Mark J. Roe is David Berg Professor of Business Law at Harvard Law School. This post is based on his recent paper. Related research from the Program on Corporate Governance includes The Myth that Insulating Boards Serves Long-Term Value by Lucian Bebchuk (discussed on the Forum here); Don’t Let the Short-Termism Bogeyman Scare You by Lucian Bebchuk (discussed on the Forum here); Will Loyalty Shares Do Much for Corporate Short-Termism? by Mark J. Roe and Federico Cenzi Venezze (discussed on the Forum here); Stock Market Short-Termism’s Impact by Mark J. Roe (discussed on the Forum here); and Corporate Short-Termism – In the Boardroom and in the Courtroom by Mark J. Roe (discussed on the Forum here).

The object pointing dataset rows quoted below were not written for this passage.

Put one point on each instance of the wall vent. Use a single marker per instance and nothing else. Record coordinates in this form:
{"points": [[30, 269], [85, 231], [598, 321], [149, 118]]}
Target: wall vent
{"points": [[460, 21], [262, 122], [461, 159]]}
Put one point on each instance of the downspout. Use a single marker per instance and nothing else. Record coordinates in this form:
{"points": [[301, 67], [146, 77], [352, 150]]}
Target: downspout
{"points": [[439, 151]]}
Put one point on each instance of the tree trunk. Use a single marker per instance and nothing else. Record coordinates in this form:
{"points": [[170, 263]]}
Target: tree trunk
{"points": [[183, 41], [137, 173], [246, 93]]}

To investigate the widespread claim that stock market short-termism is a major drag on U.S. corporate investment, R&D, and the broad economy, I review for this paper in the Journal of Applied Corporate Finance trends in corporate capital investment, stock buybacks, and R&D that stretch back, in some cases, over the past 50 years. (I also briefly summarize firm-level data—which I analyze more extensively elsewhere—and explain limits in extrapolating strong policy recommendations from firm-level data.)

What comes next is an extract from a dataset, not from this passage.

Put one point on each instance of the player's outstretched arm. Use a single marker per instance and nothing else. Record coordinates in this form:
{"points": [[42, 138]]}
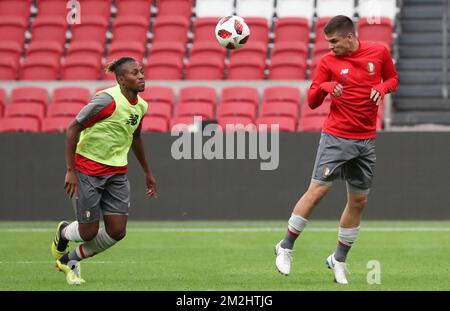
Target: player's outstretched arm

As critics of market-driven corporate short-termism have pointed out, U.S. corporate investment in capital equipment and other tangible assets has been falling steadily since the late 1970s, and buybacks have been rising, while stock market short-termism is thought to punish corporate R&D spending. This relationship is suggestive of large public firms pushing out their cash and weakening their capacity to invest, while forgoing their future by weakening R&D work. If the story of economy-wide short-termist decline due to increasing stock market pressure for immediate results were valid and strong, we would expect to see the following: (1) investment spending in the United States declining faster than in Europe and Japan, where large companies depend less on stock markets for capital and where shareholder activists are less influential; (2) cash from large share buybacks inducing a bleeding out of cash from the U.S. corporate sector; and (3) economy-wide declines in corporate R&D spending.